4
votes

I have a single site in IIS with a blank host header and 50+ unqiue domains that all point to this one site. Is there a catch-all or wildcard SSL available that I can install on the site so it will work with each domain? I know wildcard certs exist but I think they're limited to a single TLD.

I was hoping to install multiple certs on a single site since each domain already has a cert purchased but that isn't going to happen.

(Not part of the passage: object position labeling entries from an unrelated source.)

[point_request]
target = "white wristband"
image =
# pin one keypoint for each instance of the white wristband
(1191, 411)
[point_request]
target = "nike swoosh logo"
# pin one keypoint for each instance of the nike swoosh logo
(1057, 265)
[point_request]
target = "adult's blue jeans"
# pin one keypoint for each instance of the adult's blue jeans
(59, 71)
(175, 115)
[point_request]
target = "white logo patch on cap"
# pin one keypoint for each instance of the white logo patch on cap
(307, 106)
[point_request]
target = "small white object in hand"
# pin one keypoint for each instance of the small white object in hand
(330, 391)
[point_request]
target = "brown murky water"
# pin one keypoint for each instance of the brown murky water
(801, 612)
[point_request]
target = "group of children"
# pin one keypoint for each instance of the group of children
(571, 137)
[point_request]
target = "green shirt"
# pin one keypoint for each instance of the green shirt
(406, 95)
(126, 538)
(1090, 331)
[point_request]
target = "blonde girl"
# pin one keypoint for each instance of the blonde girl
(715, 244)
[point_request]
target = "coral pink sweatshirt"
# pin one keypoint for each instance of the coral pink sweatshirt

I had a look at IIS 7 SSL for multiple sites with a single IP which points to http://www.sslshopper.com/article-ssl-host-headers-in-iis-7.html which says I need a unified communications certificate http://www.sslshopper.com/unified-communications-uc-ssl-certificates.html

Any ideas? Will the unified cert work?

IIS 7.5

2

2 Answers

5
votes

Wildcard SSL certs are for a single domain. For your situation you'd have to have a certificate that worked for every domain, which, err, wouldn't be that safe, you could, for example, spoof hotmail.com

However there is an attribute in X509 called Subject Alternative Name (SAN). That allows for a fixed list of domains for which the certificate may be used on, but the list is fixed at issuance time. Your link says it uses that method, but I'm confused why they say they're primarily for UC server, they work fine as plain old HTTPS certificates. I'm using one right now on a development box.

In case you think they're specialised Verisign do them too,as does Entrust

-1
votes

In principle, each server (meaning whatever program on the server side answers to the client's request) can send only one certificate. It also will send a chain of certificates up to the root certificate.

With plain SSL/TLS, the handshake is done before the client has a chance to indicate for which domain it wants a page (this is done in the HTTP header), thus you have no chance here to offer the right certificate.

A common solution is that the server has several IP-addresses (one for each domain, or at least one for each SSL-certificate), and thus can recognize by the IP address, which certificate should be used. (I don't know how IIS handles this, though.)

Assigning new IP-addresses gets more problematic with the increasing scarceness of IPv4 addresses, for this and other reasons RFC 6066 (and its predecessors) defines the server name TSL extension (extension-ID 0), which allows the client to include the wanted server name in the ClientHello message (which starts the handshake), allowing the server to select the right certificate for .

No serious certification agency will give you a wildcard certificate for *.com or similar, since with such a certificate you can pretend to be almost anyone. A certificate can list multiple domain names, but I have no idea if there is an upper limit in the number of those (both for IIS and the usual clients).